The article looks like you wanted to ride the Trump hate wave, but realized you have no idea how to throw innuendo in there and gave up, but didn't change the title, hoping for a few clicks.
Block-based storage (and particularly that based on Fibre Channel) has always been the favoured child when it comes to vendors talking about their products and solutions. All of the high-end performing devices tend (but not exclusively) to be block-based. However we’re seeing an increased focus on high performance NAS …
The irrelevant title is probably more pathetic click-bait, so I'm adding a filter to trash titles like.
If this is not just click-bait, the author/editors need to get a clue that Trump seems a much lesser evil than the obviously very ill, corrupt and criminal H. Clinton.
...well more correctly IBM Spectrum Scale Storage, is a block based protocol (unless you're using the built in NFS bridge), putting the onus of working out where the storage for files is onto the client.
If you're taking about it working like a NAS, then you've probably come across it in it's SONAS storage appliance persona, not in it's GPFS client/server software defined storage persona.
The high latency of SAN compared to SSDs means block storage users like databases are slowly but inexorably moving to shared-nothing, direct attach (DAS) architectures like PCIe and NVMe, with the networking being handled at a higher level by the database itself. Aerospike and Spark are good examples of this trend.
NAS is the only way storage vendors can still peddle expensive and increasingly irrelevant storage arrays. The other is acting as a premium backend for virtualization (i.e. vMotion), and that's being eaten up by software as well.

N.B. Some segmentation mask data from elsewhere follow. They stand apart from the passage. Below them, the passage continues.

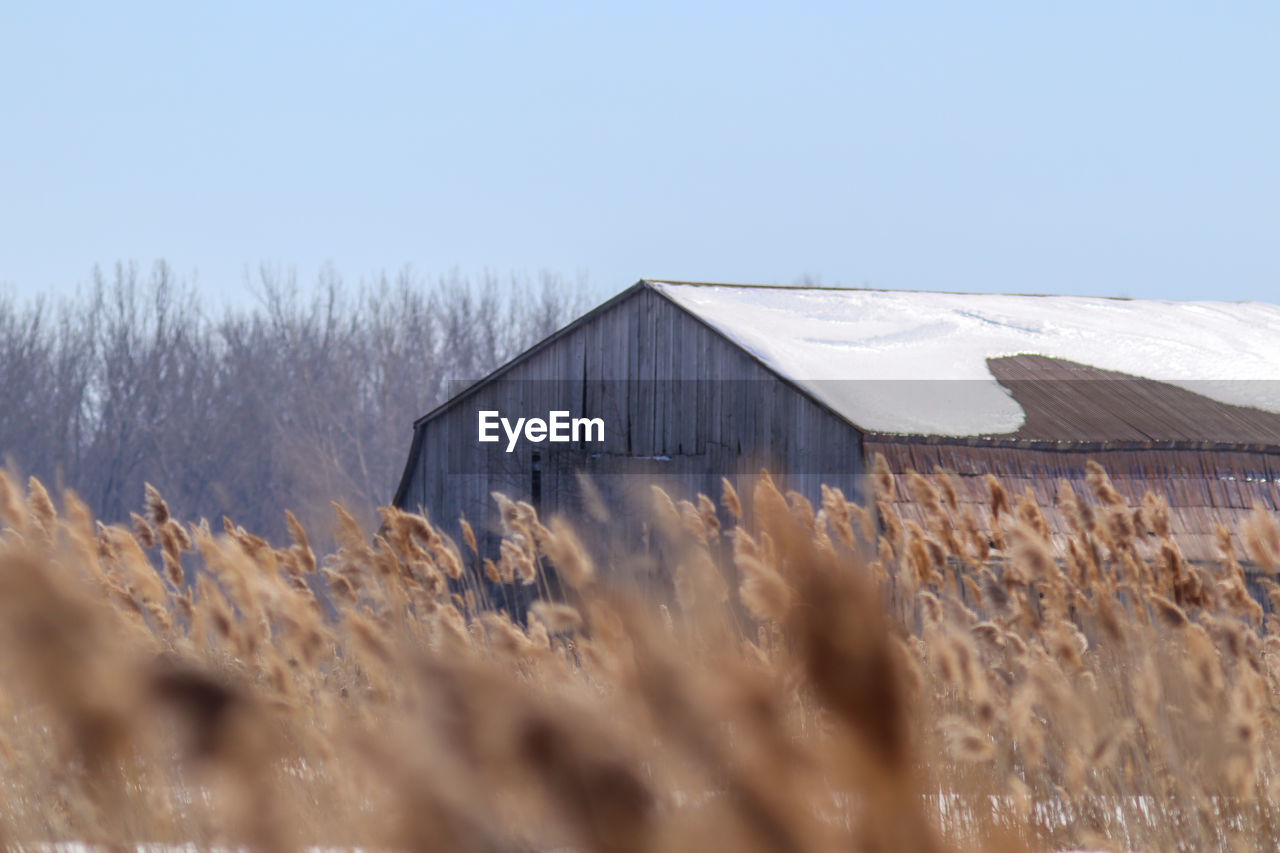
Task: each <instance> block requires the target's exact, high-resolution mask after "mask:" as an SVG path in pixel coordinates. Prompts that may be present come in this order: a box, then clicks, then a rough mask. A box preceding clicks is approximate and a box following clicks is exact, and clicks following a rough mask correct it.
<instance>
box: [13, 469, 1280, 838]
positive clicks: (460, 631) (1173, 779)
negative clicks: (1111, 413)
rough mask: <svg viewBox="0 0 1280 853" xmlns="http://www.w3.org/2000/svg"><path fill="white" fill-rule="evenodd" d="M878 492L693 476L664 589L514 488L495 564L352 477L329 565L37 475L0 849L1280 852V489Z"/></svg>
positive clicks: (663, 555) (154, 495)
mask: <svg viewBox="0 0 1280 853" xmlns="http://www.w3.org/2000/svg"><path fill="white" fill-rule="evenodd" d="M873 483H874V487H873V491H874V494H873V496H872V498H873V500H872V501H869V505H868V506H867V507H863V506H858V505H854V503H851V502H850V501H849V500H846V497H845V496H844V494H841V493H840V492H837V491H835V489H824V491H823V500H822V502H820V506H817V507H815V506H813V505H810V503H809V501H806V500H805V498H804V497H803V496H800V494H796V493H783V492H782V491H780V488H778V487H777V485H774V483H773V480H772V479H769V478H768V476H762V478H760V479H759V480H758V482H755V483H754V484H753V487H751V489H750V492H749V493H746V494H744V496H739V493H737V492H736V491H735V488H733V487H732V485H731V484H730V483H724V491H723V494H722V496H719V502H718V505H717V502H716V501H713V500H712V498H710V497H708V496H698V500H696V501H676V500H673V498H672V497H669V496H667V494H666V493H663V492H662V491H660V489H654V492H653V507H652V514H653V520H654V529H655V540H657V543H658V547H659V548H660V552H662V560H663V561H664V562H667V564H669V566H668V567H669V569H671V578H672V579H673V580H672V583H671V584H669V585H664V584H662V583H657V581H655V580H653V579H652V578H649V579H646V578H643V576H640V578H637V576H636V573H637V571H643V569H635V567H634V566H645V565H649V564H646V562H645V561H643V560H636V561H634V566H632V569H630V570H627V571H622V570H620V567H618V566H605V565H596V564H595V561H594V560H593V557H591V555H590V553H589V552H588V549H586V548H585V547H584V546H582V543H581V542H580V540H579V537H577V534H576V533H575V530H573V529H572V526H570V525H568V524H566V523H564V521H562V520H558V519H552V520H543V519H539V517H538V514H536V512H535V511H534V508H532V507H531V506H529V505H527V503H521V502H513V501H509V500H507V498H503V497H500V496H497V501H498V505H499V508H500V515H502V524H503V533H504V538H503V544H502V549H500V555H498V558H495V560H484V558H483V555H479V553H476V546H475V535H474V533H472V532H471V528H470V525H463V528H462V530H463V542H461V543H458V542H454V540H453V539H451V538H449V537H447V535H445V534H444V533H443V532H442V530H440V529H439V528H436V526H435V525H433V524H431V523H430V521H429V520H428V519H425V517H421V516H417V515H412V514H407V512H403V511H399V510H394V508H388V510H384V516H383V526H381V528H380V530H379V532H376V533H375V532H369V530H362V529H361V528H360V525H358V524H357V521H356V520H355V519H353V517H352V516H351V515H349V514H347V512H346V510H343V508H342V507H335V508H334V538H335V540H337V542H338V543H339V547H338V549H337V551H335V552H334V553H329V555H323V556H321V555H317V553H315V551H314V549H312V547H311V539H310V537H308V532H307V530H306V529H303V526H302V525H301V524H298V521H297V520H296V519H294V517H293V516H292V515H291V516H288V528H289V530H291V533H292V542H291V543H289V544H283V546H280V544H271V543H269V542H265V540H264V539H261V538H257V537H255V535H252V534H250V533H247V532H246V530H243V529H241V528H238V526H237V525H236V524H234V523H232V521H229V520H224V523H223V524H221V525H219V528H218V529H216V530H215V529H214V526H212V525H210V524H207V523H205V521H201V523H197V524H184V523H180V521H179V520H178V519H174V517H173V516H172V514H170V511H169V508H168V505H166V503H165V500H164V497H163V496H161V494H160V493H159V492H156V491H154V489H148V491H147V493H146V496H145V511H143V512H140V514H134V516H133V517H132V524H131V525H129V526H122V525H102V524H99V523H95V520H93V519H92V517H91V515H90V512H88V510H87V508H86V506H84V505H83V503H82V502H81V501H78V500H77V498H76V496H74V494H70V493H67V494H63V496H60V501H58V502H56V503H60V508H58V506H56V505H55V501H54V500H52V498H51V497H50V494H49V493H47V492H46V489H45V488H44V487H42V485H41V484H40V483H38V482H35V480H32V482H31V483H28V485H27V487H26V488H22V487H20V485H19V484H18V483H15V482H14V480H13V478H9V476H5V475H3V474H0V843H4V844H31V843H38V841H55V840H72V839H74V840H82V841H91V843H99V844H104V845H113V847H119V845H124V844H131V843H140V841H145V843H156V844H179V843H180V844H187V843H193V844H197V845H242V844H243V845H252V847H255V848H262V849H287V848H294V847H298V845H362V847H387V848H406V849H439V850H520V849H527V850H543V849H553V848H570V849H581V850H602V852H605V853H614V852H617V853H628V852H641V850H695V849H726V850H727V849H732V850H796V852H799V850H850V849H851V850H881V852H897V850H948V849H951V850H960V849H984V850H1041V849H1064V848H1070V847H1093V848H1102V849H1134V850H1208V849H1233V850H1235V849H1260V850H1261V849H1275V845H1276V839H1277V838H1280V812H1277V809H1276V808H1275V806H1274V802H1275V799H1276V798H1275V793H1276V790H1275V789H1276V786H1277V784H1280V774H1277V772H1276V758H1277V747H1280V738H1277V735H1276V730H1275V725H1274V724H1275V720H1276V692H1277V688H1280V631H1277V630H1276V629H1277V621H1276V617H1275V616H1271V615H1265V613H1263V610H1262V608H1261V607H1260V606H1258V603H1257V602H1256V601H1254V599H1253V597H1251V594H1249V584H1251V583H1252V581H1253V579H1251V578H1249V576H1247V575H1245V570H1244V567H1243V564H1242V560H1247V561H1249V562H1251V565H1256V566H1258V567H1262V569H1263V570H1266V571H1274V570H1275V569H1276V567H1277V566H1280V525H1277V524H1276V520H1275V517H1274V516H1270V515H1267V514H1266V512H1263V511H1261V510H1260V511H1258V512H1257V514H1256V515H1254V516H1253V517H1252V519H1251V520H1249V523H1248V524H1247V525H1244V529H1242V530H1239V532H1229V530H1220V532H1219V542H1220V547H1221V552H1222V557H1221V561H1220V562H1219V564H1217V565H1215V566H1199V565H1189V564H1188V562H1187V561H1185V560H1184V558H1183V557H1181V555H1180V552H1179V549H1178V546H1176V542H1175V539H1174V534H1175V533H1176V530H1174V529H1172V525H1171V521H1170V516H1169V511H1167V506H1166V505H1165V503H1164V502H1162V501H1161V498H1160V497H1157V496H1148V498H1147V500H1146V501H1143V502H1142V505H1140V506H1135V507H1130V506H1126V505H1125V501H1124V498H1123V497H1121V496H1120V494H1119V493H1117V492H1116V491H1115V489H1114V488H1112V487H1111V484H1110V483H1108V482H1107V480H1106V475H1105V474H1103V473H1102V470H1101V469H1100V467H1094V469H1092V474H1091V478H1089V487H1091V492H1092V493H1091V494H1088V496H1076V494H1074V493H1071V491H1070V489H1069V488H1060V500H1061V502H1062V510H1064V516H1065V517H1068V519H1069V520H1070V525H1071V530H1070V535H1069V537H1066V538H1065V539H1064V538H1061V537H1060V538H1057V539H1056V540H1055V539H1053V538H1051V530H1050V529H1048V525H1047V524H1046V521H1044V517H1043V515H1042V514H1041V511H1039V508H1038V507H1037V506H1036V505H1034V503H1033V502H1032V501H1028V500H1027V498H1018V497H1011V496H1009V494H1007V492H1006V491H1005V489H1004V487H1002V485H1001V484H1000V483H998V482H997V480H995V479H993V478H992V479H991V480H989V496H991V501H989V503H988V506H987V507H986V508H984V510H983V511H982V512H975V511H974V510H973V507H966V506H964V505H961V503H960V502H959V501H957V500H956V487H955V483H954V482H952V480H951V478H950V476H947V475H946V474H934V475H932V476H925V475H919V474H911V475H909V476H906V478H896V476H895V475H892V474H891V473H890V471H888V469H887V467H884V466H878V467H877V470H876V475H874V478H873ZM893 493H905V494H910V496H911V498H913V501H915V502H916V503H918V505H919V506H922V507H923V508H924V511H925V512H924V514H925V519H927V521H925V523H924V524H920V523H916V521H904V520H901V519H899V517H896V516H895V515H893V512H892V507H891V500H890V498H891V497H892V494H893ZM595 511H596V515H598V516H603V515H605V514H607V512H608V507H603V506H600V507H596V508H595ZM650 562H652V561H650ZM628 565H632V564H628ZM548 567H554V569H556V571H554V573H549V571H548ZM553 575H554V579H553ZM557 583H558V584H562V587H556V585H554V584H557ZM1257 583H1260V584H1261V585H1262V587H1263V588H1265V589H1266V590H1267V593H1268V594H1271V596H1272V597H1274V596H1276V594H1280V585H1276V583H1274V581H1272V580H1271V579H1270V578H1268V576H1265V575H1263V576H1262V578H1261V579H1258V580H1257ZM525 587H535V588H538V589H539V590H540V592H541V598H540V601H539V602H538V603H535V605H534V606H532V607H531V608H530V615H529V619H527V622H526V624H516V622H513V621H512V620H511V619H509V617H508V616H506V615H504V612H503V610H502V605H503V599H504V596H503V592H502V590H508V592H509V590H515V589H518V588H525ZM494 589H497V590H499V592H498V593H497V594H494V593H493V590H494Z"/></svg>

Fazal Majid talks of high latency SAN but mine is consistently sub-1ms. This is more than rocket fast for all the applications most mortals run. Real time trading platforms might need more but not most things. The speed potential in things like the NVMe fabrics is interesting, but irrelevant for 99% of use cases. SANs will be with us for a while yet, switching to all flash for most production data over the next 18 months or so, but they will still be with us in 2, 3, 4 and more years.